I did tech degrees, but its pretty amazing going to other parts of the campus where there are 2 or 3 or more women for every man in the building. Its also weird to see lots of well educated female friends finding it really hard to find someone to settle down with. Yeah they should probably lower their standards but honestly deep down most guys dont want an over educated achiever wife.
Men want to be wanted, and women generally don't want to be with a lower-status man than themselves.
What proportion of women tend to date men who earn less than them, are shorter than them, have a lesser degree than them? Not a very big one, and men know it, so they steer clear of those women.

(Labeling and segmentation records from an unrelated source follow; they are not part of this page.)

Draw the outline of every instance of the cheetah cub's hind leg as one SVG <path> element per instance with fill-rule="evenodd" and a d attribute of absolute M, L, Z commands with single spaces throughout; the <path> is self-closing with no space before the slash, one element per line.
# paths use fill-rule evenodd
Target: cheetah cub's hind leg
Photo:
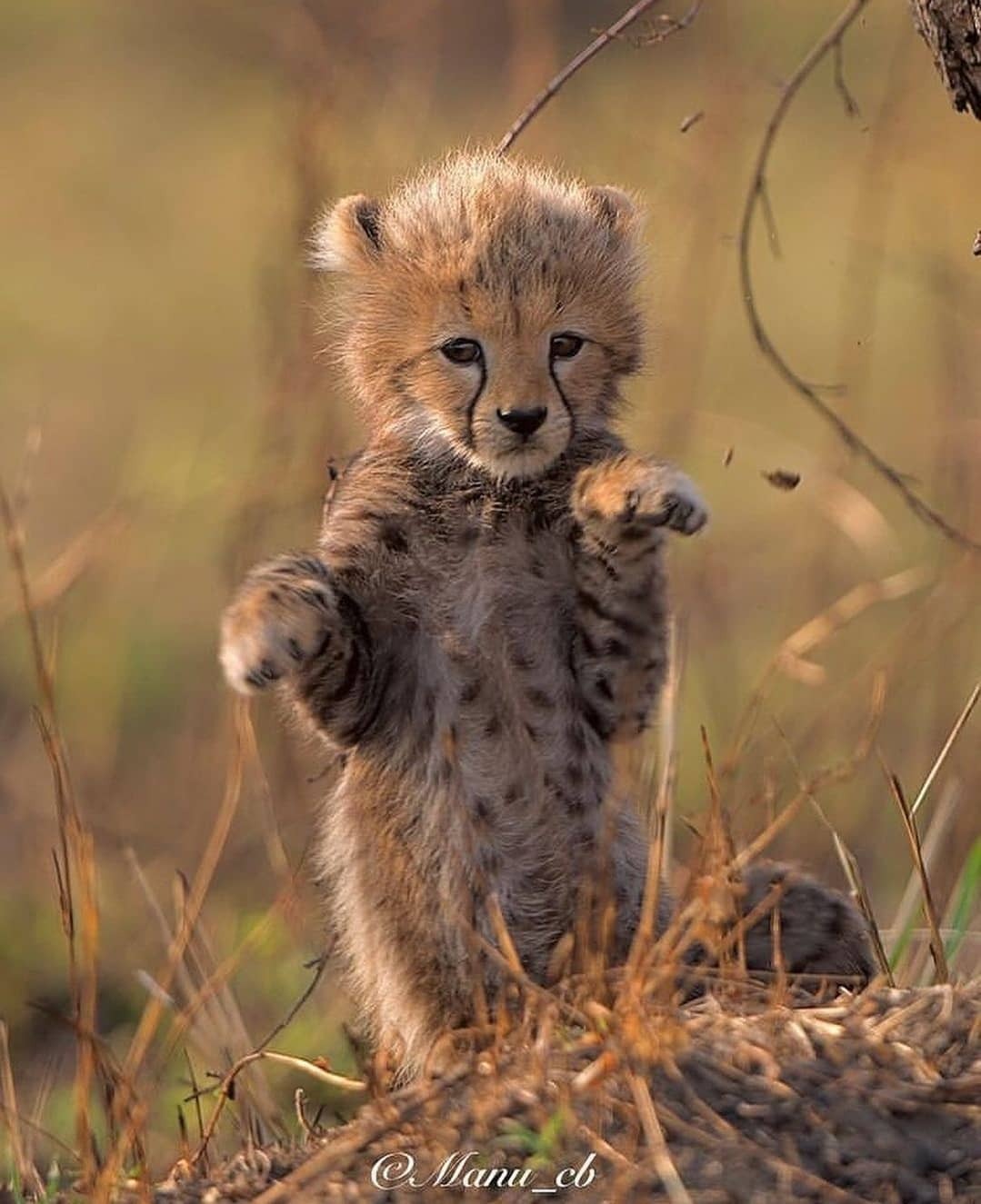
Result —
<path fill-rule="evenodd" d="M 221 661 L 240 694 L 298 674 L 341 630 L 330 569 L 313 556 L 277 556 L 246 577 L 222 618 Z"/>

Similarly, most men prefer to date women shorter than them, who earn less than them, etc. Why? I'd guess because most men like to feel like they're providers and protectors, and most women like to feel provided and protected for by their partner.

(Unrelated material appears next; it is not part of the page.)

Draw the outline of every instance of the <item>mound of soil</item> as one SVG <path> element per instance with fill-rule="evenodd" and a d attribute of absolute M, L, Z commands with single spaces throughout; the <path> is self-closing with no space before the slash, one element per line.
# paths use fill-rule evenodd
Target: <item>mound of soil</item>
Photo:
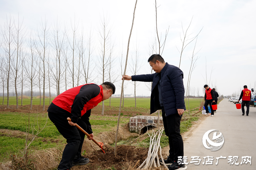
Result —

It means I won't be intimidated by my partner's credentials or success. "Over-educated" is not a thing.
If men were free to chase whatever professional growth they wanted and women just had to stuff it because they would be avoided by men if they were "over-qualified" according to you, then that's a dynamic I cannot wait to see completely obliterated. I'm not saying only one partner being a provider or sole breadwinner is a bad thing, but it absolutely does not need to be the only role possible. These men you and GP talk about need to figure out what else they can bring to the table in a relationship, because the ability to put food on the table is hardly the only "desirable" thing people see in a partner, and it doesn't seem like a great thing to tie your self-worth to.